Brüssel. . Das EU-Parlament hat am Donnerstag grünes Licht für das neue Überwachungssystem „Eurosur“ gegeben. Ein Daten-Netz, dem künftig kein Schritt über die Grenze verborgen bleiben soll. Nach der Lampedusa-Katastrophe versuchen einige, es zur humanitären Maßnahme zu stilisieren.

Im Namen steckt der Hauptzweck: Beim „europäischen Grenzüberwachungssystem Eurosur“ steht „-sur“ für surveillance, Überwachung. Entsprechend soll Eurosur in erster Linie der Sicherheit der Grenze dienen. Im Angesicht der Flüchtlingskatastrophe vor der Mittelmeerinsel Lampedusa ist das Europa-Parlament nun allerdings bemüht, auch den humanitären Wert der neuen Einrichtung herauszustreichen.
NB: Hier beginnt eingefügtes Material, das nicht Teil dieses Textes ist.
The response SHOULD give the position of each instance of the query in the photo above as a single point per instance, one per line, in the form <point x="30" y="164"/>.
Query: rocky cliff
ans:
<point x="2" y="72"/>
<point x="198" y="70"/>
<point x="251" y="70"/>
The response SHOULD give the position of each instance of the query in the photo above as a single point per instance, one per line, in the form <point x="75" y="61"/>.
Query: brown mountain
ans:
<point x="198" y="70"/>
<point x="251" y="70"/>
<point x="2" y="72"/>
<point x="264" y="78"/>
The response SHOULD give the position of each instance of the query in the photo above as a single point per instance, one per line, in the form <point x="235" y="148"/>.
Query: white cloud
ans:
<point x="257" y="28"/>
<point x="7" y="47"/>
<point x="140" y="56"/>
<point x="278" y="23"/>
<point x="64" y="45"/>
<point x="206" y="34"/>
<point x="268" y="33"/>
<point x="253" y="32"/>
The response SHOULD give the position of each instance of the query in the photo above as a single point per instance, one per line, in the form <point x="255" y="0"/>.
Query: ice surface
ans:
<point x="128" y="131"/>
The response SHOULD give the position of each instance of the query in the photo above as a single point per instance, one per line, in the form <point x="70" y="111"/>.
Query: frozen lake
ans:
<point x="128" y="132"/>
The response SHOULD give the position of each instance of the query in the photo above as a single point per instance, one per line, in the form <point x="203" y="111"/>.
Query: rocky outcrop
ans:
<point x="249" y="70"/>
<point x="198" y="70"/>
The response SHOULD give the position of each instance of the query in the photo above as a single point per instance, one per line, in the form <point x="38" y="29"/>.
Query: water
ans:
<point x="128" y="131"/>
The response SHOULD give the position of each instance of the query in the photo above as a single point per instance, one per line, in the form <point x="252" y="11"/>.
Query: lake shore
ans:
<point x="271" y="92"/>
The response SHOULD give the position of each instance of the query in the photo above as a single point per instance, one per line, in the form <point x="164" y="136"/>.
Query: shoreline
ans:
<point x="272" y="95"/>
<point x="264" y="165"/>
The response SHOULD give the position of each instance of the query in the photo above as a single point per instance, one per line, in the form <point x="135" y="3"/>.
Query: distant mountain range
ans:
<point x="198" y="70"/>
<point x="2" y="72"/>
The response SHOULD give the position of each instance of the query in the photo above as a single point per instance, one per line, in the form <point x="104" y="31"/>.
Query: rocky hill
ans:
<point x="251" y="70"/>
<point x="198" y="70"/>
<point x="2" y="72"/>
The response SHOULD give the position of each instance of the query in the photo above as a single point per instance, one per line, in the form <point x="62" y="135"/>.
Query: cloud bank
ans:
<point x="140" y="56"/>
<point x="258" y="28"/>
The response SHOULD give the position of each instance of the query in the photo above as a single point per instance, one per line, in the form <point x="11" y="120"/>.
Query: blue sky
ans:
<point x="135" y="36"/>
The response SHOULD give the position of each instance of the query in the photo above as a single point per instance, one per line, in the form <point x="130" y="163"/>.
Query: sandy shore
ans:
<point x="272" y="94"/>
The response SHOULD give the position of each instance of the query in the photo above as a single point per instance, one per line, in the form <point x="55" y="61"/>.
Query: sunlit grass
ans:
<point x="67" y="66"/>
Die Abgeordneten verabschiedeten am Donnerstag in Straßburg mit großer Mehrheit die Rechtsgrundlage für Eurosur, das im Dezember starten soll. Nur die Grünen und die Linke stimmten dagegen. Damit ist das Gesetzgebungsverfahren nach insgesamt fünf Jahren abgeschlossen. Die letzte Etappe war eigentlich Routine, erst Lampedusa und die Frage: Was tut eigentlich die EU, um solche Tragödien zu verhindern? hatten ein breiteres Interesse an Eurosur geweckt.
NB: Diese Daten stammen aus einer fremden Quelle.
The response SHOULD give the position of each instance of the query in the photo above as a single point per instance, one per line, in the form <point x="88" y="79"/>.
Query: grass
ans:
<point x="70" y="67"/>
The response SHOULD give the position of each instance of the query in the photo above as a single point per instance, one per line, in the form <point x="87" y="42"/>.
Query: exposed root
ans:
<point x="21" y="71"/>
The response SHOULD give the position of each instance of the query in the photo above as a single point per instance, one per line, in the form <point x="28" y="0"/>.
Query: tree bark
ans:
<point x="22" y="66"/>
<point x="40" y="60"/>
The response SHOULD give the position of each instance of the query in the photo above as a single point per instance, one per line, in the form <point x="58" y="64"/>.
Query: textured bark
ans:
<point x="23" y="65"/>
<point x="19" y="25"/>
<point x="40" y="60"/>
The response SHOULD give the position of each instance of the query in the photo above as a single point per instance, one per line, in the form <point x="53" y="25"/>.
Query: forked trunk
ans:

Das Hauptziel heißt: Eindringlinge abfangen

Der niederländische Liberale Jan Mulder, im Parlament federführend zuständig, lässt indes keinen Zweifel daran, dass Eurosur nicht dazu taugt, der ins Zwielicht geratenen europäischen Grenzpolitik auf einen Schlag ein menschliches Angesicht zu verleihen. „Das Hauptziel ist, dass wir einen Rahmen schaffen, so dass alle Mitgliedstaaten unmittelbar über alles informiert werden, was an den Außengrenzen passiert.“ Der Gesetzestext nennt das „illegale grenzüberschreitende Aktivitäten“. Dabei, sagt Mulder, soll es nun nicht allein darum gehen, Schlepper- und Gangsterbanden das Handwerk zu legen und illegale Eindringlinge abzufangen, sondern auch Menschenleben zu retten.
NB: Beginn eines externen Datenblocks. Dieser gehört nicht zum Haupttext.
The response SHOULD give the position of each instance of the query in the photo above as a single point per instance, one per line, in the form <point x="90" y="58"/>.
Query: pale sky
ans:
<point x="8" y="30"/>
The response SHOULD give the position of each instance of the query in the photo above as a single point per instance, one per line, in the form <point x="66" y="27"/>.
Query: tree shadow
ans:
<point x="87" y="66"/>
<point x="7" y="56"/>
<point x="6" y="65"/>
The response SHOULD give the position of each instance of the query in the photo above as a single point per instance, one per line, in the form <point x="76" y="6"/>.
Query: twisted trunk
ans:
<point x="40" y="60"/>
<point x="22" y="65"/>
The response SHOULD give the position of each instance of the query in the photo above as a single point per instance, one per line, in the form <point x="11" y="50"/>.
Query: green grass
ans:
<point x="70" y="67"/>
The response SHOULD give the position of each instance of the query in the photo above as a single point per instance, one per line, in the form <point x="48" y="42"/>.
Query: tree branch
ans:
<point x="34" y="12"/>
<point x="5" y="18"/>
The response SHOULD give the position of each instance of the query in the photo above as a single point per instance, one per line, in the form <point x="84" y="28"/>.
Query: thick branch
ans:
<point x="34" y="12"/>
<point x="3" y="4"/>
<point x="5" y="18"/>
Als untereinander grenzfreier Raum teilen die EU-Staaten das Interesse an Kontrolle der Außengrenzen. Praktische Hilfe leistet dabei die in Warschau angesiedelte EU-Agentur Frontex, etwa mit Patrouille-Booten an besonderen Schwachstellen im Mittelmeer. Zuständig für die Grenzüberwachung ist der jeweilige Mitgliedstaat. Doch die rund 50 nationalen Behörden sind technisch und organisatorisch nicht auf Zusammenarbeit ausgelegt. Diese Lücke soll Eurosur in Form eines Netzes aus nationalen Kooperationszentren schließen.

Auch EU-Dienststellen wie das Satelliten-Zentrum oder die EU-Agenturen für Meeressicherheit und Fischereikontrolle sollen Daten einspeisen. Die EU-Büros in Nachbarländern fungieren als Frühwarnstellen. Ziel ist es, allen EU-Staaten und Frontex ständig ein möglichst aktuelles und umfassendes Bild von jedem Abschnitt der Grenze zu geben – besonders von jenen im Süden und Osten der Union.

Hätte Eurosur die Lampedusa-Katastrophe verhindert?

Vor Lampedusa sank am 3. Oktober ein libyscher Kutter mit über 500 Menschen aus Somalia und Eritrea an Bord. Bis Donnerstag waren 309 Leichen geborgen, darunter nach Angaben des italienischen Fernsehens ein Neugeborenes, das noch über die Nabelschnur mit der Mutter verbunden war. Hätte dieses Unglück mit Eurosur verhindert werden können? Jan Mulder ist vorsichtig: „Vielleicht wäre das Boot früher entdeckt worden und man hätte früher eingreifen können.“

EU-Innenkommissarin Cecilia Malmström ist jedenfalls voll des Lobes: „Eurosur wird einen bedeutsamen Beitrag zum Schutz unserer Außengrenzen leisten und helfen, das Leben derer zu retten, die sich in Gefahr begeben, um die Küsten Europas zu erreichen.“ Aus Sicht der Kritiker ist das Heuchelei. Die Grünen erklärten: „Lebensrettung steht nur drauf, ist aber nicht drin in Eurosur.“ Und die Linke schimpfte, Eurosur sei vor allem dies: „Ein 340 Millionen Euro teures Investitionsprogramm für die Rüstungsindustrie“.